Currently the only answer to heavy, debilitating periods is to have a full hysterectomy ... not much use if you still want to have kids or if you don’t want to undergo such a major operation. Photo: Getty
Imagine waking up soaked in your own blood. The towels, pad and tampon you used to stem the bleeding seemingly powerless to help.
Imagine having such heavy periods you are willing to have your entire uterus removed, because nothing else will help.
That is the reality for many more women that you might imagine.
In fact, Martha Hickey a professor of Obstetrics and Gynaecology at the Royal Women’s Hospital in Victoria and University of Melbourne, says up two one third of all women will experience particularly heavy menstrual bleeding at some point in their lives.
But that is only the ones we know about – many more could experience heavy bleeding but suffer in silence because they are embarrassed to seek help.
“I think there’s generally low public awareness of how common this problem is and women maybe uncomfortable talking about it,” Professor Hickey says. “There are many women whose work and family lives are severely disrupted.”
For some women the heavy periods come out of nowhere and leave again just as mysteriously, for others, they stay for life.
On average during your period you will lose about 40ml of blood. But some women lose more than twice that amount, and can experience severe pain.
The sad thing is that there aren’t a whole heap of treatments, because doctors just don’t know exactly why it occurs (although they do have some ideas).
Hickey is currently putting together a study of women with the condition, although - perhaps because so few women come forward for treatment - she hasn’t yet been able to get hold of the 120 Victorian women she needs to complete it.
“We don’t understand what causes [heavy menstrual bleeding] in the first place,” she says. “We are trying to understand the reason and once we understand the reason we can develop new treatments.”

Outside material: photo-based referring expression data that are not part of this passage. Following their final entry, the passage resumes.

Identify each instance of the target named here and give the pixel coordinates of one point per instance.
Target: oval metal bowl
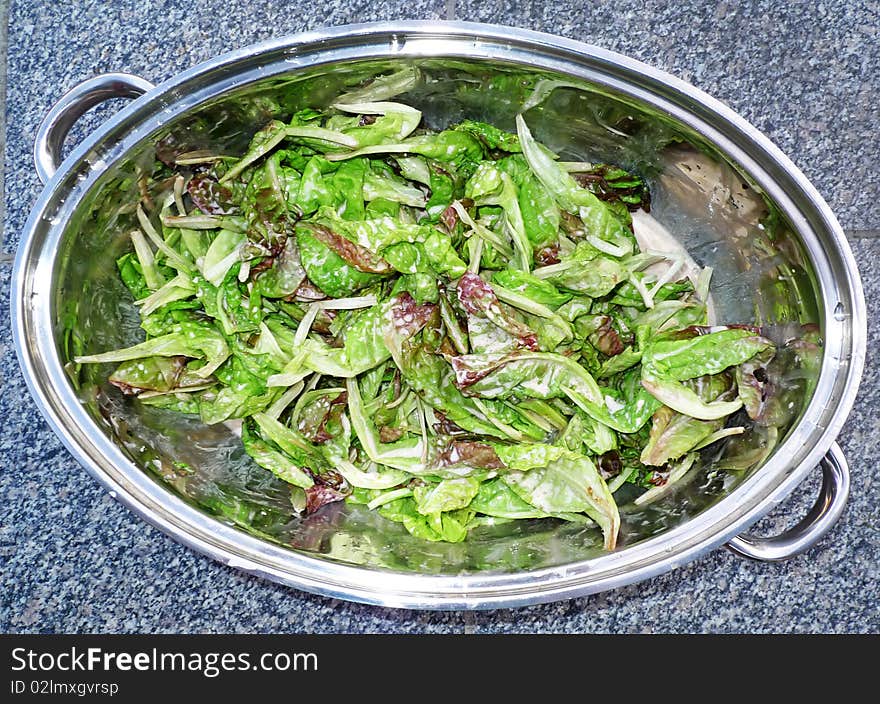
(727, 193)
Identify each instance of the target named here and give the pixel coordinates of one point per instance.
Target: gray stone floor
(74, 560)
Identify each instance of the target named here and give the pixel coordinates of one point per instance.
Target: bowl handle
(813, 527)
(72, 105)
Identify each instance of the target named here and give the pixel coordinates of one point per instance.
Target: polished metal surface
(73, 105)
(811, 528)
(717, 184)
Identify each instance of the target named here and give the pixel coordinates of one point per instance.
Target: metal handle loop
(813, 527)
(72, 105)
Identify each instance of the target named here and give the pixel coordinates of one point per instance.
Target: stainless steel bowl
(715, 183)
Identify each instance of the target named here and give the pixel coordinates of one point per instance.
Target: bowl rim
(31, 309)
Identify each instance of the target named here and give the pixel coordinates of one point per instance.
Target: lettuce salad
(453, 328)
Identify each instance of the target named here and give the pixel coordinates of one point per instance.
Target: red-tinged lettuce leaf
(210, 196)
(354, 254)
(319, 495)
(470, 453)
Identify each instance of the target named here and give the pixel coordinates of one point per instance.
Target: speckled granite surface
(73, 560)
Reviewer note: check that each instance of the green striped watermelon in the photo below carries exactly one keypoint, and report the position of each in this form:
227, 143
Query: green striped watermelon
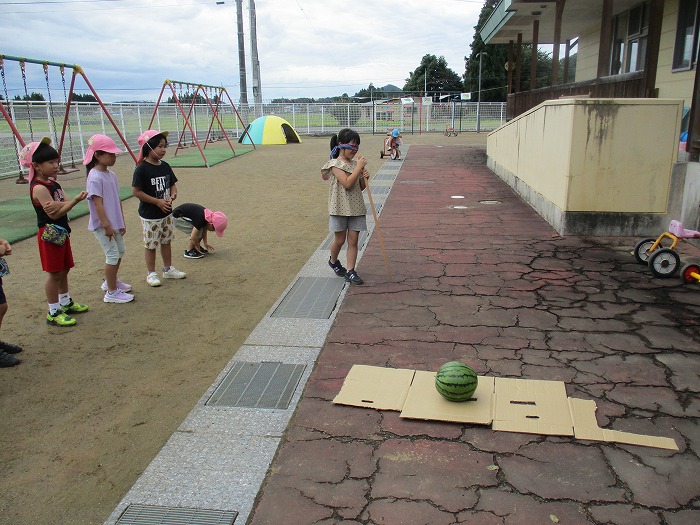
456, 381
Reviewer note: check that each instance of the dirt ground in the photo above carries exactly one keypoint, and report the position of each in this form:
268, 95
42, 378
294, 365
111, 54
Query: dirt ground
90, 406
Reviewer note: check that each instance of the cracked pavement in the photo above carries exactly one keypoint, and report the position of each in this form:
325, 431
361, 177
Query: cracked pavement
495, 286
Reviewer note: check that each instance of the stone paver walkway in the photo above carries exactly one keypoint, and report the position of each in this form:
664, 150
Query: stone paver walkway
493, 285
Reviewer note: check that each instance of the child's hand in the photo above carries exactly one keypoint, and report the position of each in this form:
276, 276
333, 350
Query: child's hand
165, 205
52, 207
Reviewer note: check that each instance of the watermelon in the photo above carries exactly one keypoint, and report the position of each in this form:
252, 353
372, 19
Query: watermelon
456, 381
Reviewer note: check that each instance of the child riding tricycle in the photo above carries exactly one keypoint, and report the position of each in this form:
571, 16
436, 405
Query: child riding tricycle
391, 145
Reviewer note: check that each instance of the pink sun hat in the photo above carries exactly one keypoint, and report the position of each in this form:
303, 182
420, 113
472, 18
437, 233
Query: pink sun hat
218, 219
145, 137
27, 152
99, 143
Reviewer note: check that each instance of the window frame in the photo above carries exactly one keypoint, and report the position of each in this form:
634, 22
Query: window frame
679, 45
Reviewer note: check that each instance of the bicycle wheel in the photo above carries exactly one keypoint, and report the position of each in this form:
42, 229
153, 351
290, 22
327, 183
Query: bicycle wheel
664, 262
641, 250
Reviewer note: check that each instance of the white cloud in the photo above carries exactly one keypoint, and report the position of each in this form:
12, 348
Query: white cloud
311, 48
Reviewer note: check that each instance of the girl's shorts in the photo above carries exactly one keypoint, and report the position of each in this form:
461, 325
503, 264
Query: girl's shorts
185, 226
341, 223
114, 248
54, 258
157, 232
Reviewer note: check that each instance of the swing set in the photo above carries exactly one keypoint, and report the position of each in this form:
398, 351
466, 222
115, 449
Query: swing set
213, 96
67, 99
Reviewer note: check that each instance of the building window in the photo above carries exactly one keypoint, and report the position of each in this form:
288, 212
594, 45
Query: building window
685, 53
629, 46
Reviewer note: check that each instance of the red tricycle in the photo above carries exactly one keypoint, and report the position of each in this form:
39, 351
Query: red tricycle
661, 256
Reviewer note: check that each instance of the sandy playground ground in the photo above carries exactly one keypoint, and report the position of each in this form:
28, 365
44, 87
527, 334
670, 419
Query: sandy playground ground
90, 406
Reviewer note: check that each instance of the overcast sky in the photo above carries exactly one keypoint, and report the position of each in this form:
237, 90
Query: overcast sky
306, 48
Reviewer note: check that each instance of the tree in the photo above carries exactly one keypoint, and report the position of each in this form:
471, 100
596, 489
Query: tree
494, 77
440, 78
76, 97
32, 97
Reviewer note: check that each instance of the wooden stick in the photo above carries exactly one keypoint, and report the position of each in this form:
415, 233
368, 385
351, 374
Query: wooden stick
379, 232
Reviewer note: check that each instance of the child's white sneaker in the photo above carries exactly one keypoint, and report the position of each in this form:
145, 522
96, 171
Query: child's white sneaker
174, 273
118, 296
152, 279
124, 287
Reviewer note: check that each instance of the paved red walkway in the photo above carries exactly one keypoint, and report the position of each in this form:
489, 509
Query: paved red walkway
495, 286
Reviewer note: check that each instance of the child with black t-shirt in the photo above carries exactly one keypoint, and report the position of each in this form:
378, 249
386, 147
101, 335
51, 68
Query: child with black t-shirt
154, 184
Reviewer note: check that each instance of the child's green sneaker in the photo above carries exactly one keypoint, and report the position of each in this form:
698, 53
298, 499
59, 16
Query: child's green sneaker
60, 319
74, 308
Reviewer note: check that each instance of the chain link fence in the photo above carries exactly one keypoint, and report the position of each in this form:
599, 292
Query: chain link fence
35, 119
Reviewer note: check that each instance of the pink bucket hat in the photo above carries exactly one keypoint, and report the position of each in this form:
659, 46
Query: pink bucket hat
145, 137
27, 152
100, 143
218, 219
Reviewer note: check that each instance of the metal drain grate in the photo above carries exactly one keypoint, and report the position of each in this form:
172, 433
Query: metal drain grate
154, 515
258, 385
379, 190
310, 298
384, 176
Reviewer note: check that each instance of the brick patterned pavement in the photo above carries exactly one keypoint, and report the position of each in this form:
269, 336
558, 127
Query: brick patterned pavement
494, 285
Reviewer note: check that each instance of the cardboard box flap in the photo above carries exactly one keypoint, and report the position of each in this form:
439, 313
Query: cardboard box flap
424, 402
586, 427
375, 387
533, 407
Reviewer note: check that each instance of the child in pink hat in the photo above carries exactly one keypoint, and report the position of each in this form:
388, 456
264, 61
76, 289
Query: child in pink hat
106, 213
52, 209
196, 220
154, 184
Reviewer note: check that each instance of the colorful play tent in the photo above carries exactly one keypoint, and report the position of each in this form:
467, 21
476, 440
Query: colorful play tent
270, 129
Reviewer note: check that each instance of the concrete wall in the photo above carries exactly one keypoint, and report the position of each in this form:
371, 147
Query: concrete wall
591, 166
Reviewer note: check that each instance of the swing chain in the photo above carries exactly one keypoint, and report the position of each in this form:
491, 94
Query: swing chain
26, 99
20, 178
65, 97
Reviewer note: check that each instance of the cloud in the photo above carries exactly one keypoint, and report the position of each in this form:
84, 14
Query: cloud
311, 48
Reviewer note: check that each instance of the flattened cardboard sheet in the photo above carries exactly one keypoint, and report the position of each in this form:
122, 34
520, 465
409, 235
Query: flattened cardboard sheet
512, 405
533, 407
424, 402
586, 427
375, 387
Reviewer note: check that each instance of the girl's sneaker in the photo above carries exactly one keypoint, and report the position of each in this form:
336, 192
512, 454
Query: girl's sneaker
118, 297
74, 308
337, 268
353, 278
174, 273
60, 318
124, 287
152, 279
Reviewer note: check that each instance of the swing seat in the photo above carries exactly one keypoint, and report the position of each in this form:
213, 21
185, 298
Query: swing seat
676, 228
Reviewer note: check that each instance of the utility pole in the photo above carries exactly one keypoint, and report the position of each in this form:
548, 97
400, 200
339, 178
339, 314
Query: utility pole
241, 53
257, 88
478, 103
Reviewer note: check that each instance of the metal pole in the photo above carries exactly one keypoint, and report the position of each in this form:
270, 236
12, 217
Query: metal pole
478, 102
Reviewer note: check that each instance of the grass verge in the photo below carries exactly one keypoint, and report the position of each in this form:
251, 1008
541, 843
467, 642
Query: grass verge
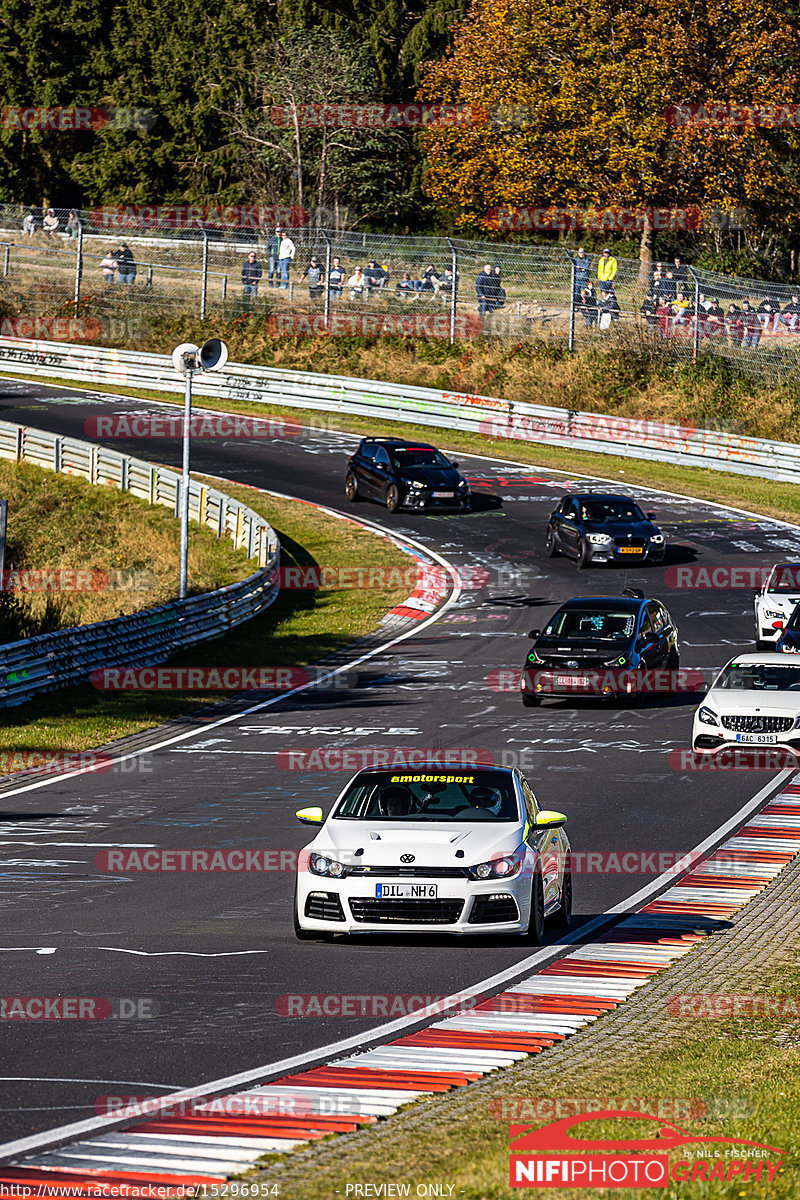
749, 1083
299, 629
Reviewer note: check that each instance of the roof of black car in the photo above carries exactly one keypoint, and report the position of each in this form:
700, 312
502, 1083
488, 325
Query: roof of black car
631, 603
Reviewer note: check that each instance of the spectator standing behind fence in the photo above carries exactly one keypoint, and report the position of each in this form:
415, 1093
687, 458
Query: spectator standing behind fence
589, 305
356, 285
108, 267
752, 328
607, 267
272, 251
316, 276
251, 273
50, 223
286, 255
608, 309
582, 270
791, 315
125, 264
486, 289
337, 279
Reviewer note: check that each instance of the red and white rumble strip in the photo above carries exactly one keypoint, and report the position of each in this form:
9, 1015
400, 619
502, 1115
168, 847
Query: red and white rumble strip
212, 1139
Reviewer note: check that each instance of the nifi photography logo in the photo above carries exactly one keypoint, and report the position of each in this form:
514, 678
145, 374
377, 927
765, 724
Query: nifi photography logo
547, 1157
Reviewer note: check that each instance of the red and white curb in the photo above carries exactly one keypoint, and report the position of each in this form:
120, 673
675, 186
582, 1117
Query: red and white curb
227, 1137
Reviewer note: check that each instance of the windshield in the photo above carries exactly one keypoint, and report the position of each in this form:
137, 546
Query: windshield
611, 510
417, 456
761, 677
786, 579
590, 624
485, 796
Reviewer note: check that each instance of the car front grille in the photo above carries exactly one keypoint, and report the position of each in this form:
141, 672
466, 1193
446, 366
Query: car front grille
324, 906
739, 724
492, 910
407, 912
410, 873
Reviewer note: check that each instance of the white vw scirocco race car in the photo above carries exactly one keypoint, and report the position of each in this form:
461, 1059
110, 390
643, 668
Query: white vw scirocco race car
446, 851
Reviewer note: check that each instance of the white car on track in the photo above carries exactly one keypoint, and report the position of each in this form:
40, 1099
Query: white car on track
775, 603
432, 850
755, 701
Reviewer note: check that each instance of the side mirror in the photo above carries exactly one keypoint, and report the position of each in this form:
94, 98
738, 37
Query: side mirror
549, 820
310, 816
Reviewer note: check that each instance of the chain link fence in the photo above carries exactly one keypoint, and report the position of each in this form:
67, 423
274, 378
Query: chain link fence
83, 285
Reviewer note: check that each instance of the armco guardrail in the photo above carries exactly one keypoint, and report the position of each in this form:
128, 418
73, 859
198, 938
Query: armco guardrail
54, 660
488, 415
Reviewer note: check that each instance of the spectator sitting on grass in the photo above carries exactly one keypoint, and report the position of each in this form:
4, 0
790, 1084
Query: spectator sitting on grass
356, 283
108, 267
337, 279
316, 276
407, 287
376, 277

For many women currently the only answer is to have a full hysterectomy, not much use if you still want to have kids or if you don’t want to undergo such a major operation.
According to this recent US study 63 per cent of women with these heavy periods ended up having surgery to try to help. Compared to women who didn’t have the problem they also ended up paying a lot more in healthcare costs and visiting more doctors.
Hickey says one of the worst things for women who suffer from heavy periods, besides the exorbitant cost of sanitary products that some women need to change every 15 minutes, is just that it is frightening.
“It’s very scary for them, and it’s upsetting for men too - seeing large amounts of blood is scary”.